Block schedule: to praise or forget


Current bell schedule

Mia Hogan, Staff Writer

This week all Sequoia High School Union District sophomores with a few upperclassman took the California High School Exit Exam (CAHSEE) leading to a block schedule on March 18 and 19.

To graduate high school and receive a diploma, all students are required to pass this test.

Current bell schedule
Current bell schedule

The CAHSEE evaluates student’s reading, writing, and math abilities. Passing the test ensures that students have mastered the grade level skills.

According to the California Department of Education’s website, “California created the test to improve student achievement in high school.”

The first opportunity to take the test is during semester two, and it is proctored to all sophomores along with students who failed to pass from previous years. In junior year, students have two chances to pass the section previously failed. As a senior, students have three to five chances to pass the sections missed.

In previous years, Carlmont had a regular school schedule while the test was administered causing students to miss class the first half of school on both days.

This year administration agreed on a block schedule, where students participating in the CAHSEE examination went to school in the morning, and the rest of students came for the second half of the day.

Sophomore Abbey Holbrook said, “I like the new schedule. On top of taking an agonizing three hour long test on two days, I would have two days worth of make-up work.”

Having a block schedule is very appealing to test takers, however freshman and students who have passed are upset.

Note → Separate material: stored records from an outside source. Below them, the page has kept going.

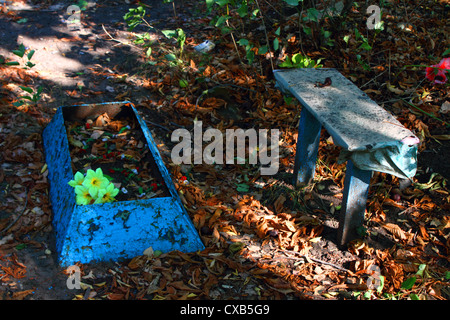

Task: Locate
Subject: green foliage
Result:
[280,53,322,68]
[13,86,42,107]
[0,44,35,69]
[123,6,145,31]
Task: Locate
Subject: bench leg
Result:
[337,160,372,246]
[293,107,322,186]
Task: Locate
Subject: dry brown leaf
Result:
[383,223,407,240]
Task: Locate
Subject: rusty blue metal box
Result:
[43,102,204,266]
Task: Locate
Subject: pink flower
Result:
[425,58,450,84]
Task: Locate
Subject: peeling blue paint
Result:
[43,102,204,266]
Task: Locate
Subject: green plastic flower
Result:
[83,168,109,198]
[94,183,119,203]
[75,185,94,205]
[69,172,84,188]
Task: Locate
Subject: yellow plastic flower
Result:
[75,185,93,205]
[69,172,84,188]
[83,168,109,198]
[94,183,119,204]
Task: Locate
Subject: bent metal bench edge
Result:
[274,68,419,246]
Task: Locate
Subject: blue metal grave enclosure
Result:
[43,102,204,266]
[274,68,419,245]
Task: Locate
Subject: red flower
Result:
[425,58,450,84]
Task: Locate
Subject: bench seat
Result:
[274,68,419,244]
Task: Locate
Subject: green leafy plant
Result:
[0,44,35,69]
[68,168,119,205]
[13,86,42,107]
[161,28,186,62]
[280,53,322,68]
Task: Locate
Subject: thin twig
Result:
[255,0,275,72]
[102,24,139,49]
[281,250,352,273]
[0,191,28,235]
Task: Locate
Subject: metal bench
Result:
[274,68,419,245]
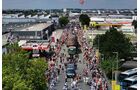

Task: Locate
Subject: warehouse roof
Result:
[16,23,51,31]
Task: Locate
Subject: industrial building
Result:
[11,23,54,40]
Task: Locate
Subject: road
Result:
[55,45,89,90]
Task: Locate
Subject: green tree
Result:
[100,57,120,79]
[79,14,90,26]
[132,20,137,33]
[93,28,133,59]
[2,46,48,90]
[59,16,69,27]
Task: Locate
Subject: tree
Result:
[59,16,69,27]
[132,20,137,33]
[2,46,48,90]
[93,28,133,59]
[79,14,90,26]
[100,57,120,79]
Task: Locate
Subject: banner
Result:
[115,85,121,90]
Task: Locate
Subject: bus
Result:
[121,75,137,90]
[127,84,137,90]
[118,68,137,82]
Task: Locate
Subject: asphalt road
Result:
[55,45,90,90]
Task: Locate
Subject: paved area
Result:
[55,45,89,90]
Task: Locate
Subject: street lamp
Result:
[113,52,118,82]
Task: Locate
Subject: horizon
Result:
[2,0,137,10]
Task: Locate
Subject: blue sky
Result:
[2,0,137,9]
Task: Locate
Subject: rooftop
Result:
[16,23,51,31]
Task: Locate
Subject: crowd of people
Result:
[77,27,108,90]
[45,23,108,90]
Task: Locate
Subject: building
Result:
[11,23,54,40]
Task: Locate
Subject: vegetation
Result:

Senior Michelle Guan said, “The testing schedule for the CAHSEE was a drag. I find no point of coming to school for two 40 minute periods then going back home.”

With a taste of block schedule, some students want to adopt it. Neighboring schools such as Menlo Atherton and Aragon use the block schedule on a regular basis. Students do not visit each class everyday, but periods length is extended.

Holbrook said, “I prefer a block schedule. Even though periods are longer, will have less tests in a day. This year, there were a few days where I had four test and quizes on the same day. Under a block schedule, classes are spaced out, giving more time for homework and time to review new concepts.”

“The block schedule would be dreary. Imagine sitting in that one class you hate for two hours straight. I find it unimaginable and tortuous. Keeping the schedule the way it is now is the way to go,” said sophomore Alex Singer.